Fellow Movie Lovers
LETTERS TO JULIET
Oh, I can hear the groans of disbelief; why bother with this romantic drivel? Is the city bereft of more worthy fare? Yes it is trivial romantic fluff. Even the story revolving around distraught, devastated young women searching for solutions to their disastrous love affairs, doomed or abandoned relationships from Juliet Capulet, the Juliet starring in Shakespeare’s Romeo & Juliet, the late sixteenth century tragedy. Who in their right mind (no matter how lovesick) seeks advice from a thirteen year old girl who kills herself on her husband’s tomb? Defies logic, but love and logic can be mismatched bedfellows.

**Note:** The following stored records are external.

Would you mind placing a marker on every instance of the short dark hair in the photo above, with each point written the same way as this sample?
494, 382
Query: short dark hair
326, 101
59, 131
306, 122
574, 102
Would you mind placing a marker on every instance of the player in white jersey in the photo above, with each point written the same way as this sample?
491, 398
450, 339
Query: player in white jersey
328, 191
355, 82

That being said I loved every syrupy preordained second! Constant sinking to the lachrymose, every tear partnered with a smile. Italy glimmers, especially Verona; the sun spawning warmth and glory on every animate and inanimate object. You smell the olive oil, cheese, wine, fresh from the oven- baked bread, and savor the indescribable flavors of Italy; permeating every taste bud, salivating with memories of past Italian feasts, lusting for future gastronomic repasts.
Amanda Seyfried (Chloe) is Sophie, the exquisite, idealistic “fact finder” for The New Yorker, who embarks on a trial honeymoon with her intended, Victor, (Gael Garcia Benal), a chef, totally miscast but competent. Amanda visits the shrine to Juliet, where forlorn young ladies leave their sanctimonious, pleading notes, stuffed between bricks, the wailing wall of Verona; and discovers a letter written fifty years ago and answers it; hence the birth of a beautiful, nostalgic journey, blossoming in a pilgrimage throughout the dazzling Italian landscape. Vanessa Redgrave (Claire), the Midas of actors, gives a twenty- four caret gold performance as the older woman seeking the magic of a lost love, vanished but remembered youth; she imbues the role with grace, passion and dignity; Camelot will always be hers, even in the hereafter.
While exiting, peacefully satiated, walking home positive that everlasting togetherness in the genre of Doris Day & Rock Hudson, Audrey Hepburn & Gary Cooper, Kathryn Hepburn & Spencer Tracy, will be eternally theirs. “The End” at the conclusion of “Letters to Juliet” finalized that a match made in Verona is sacred.
What better feeling than realizing that all your expectations were validated, the smugness legitimized, and acknowledging how much we have missed the happy endings in film and in dreams.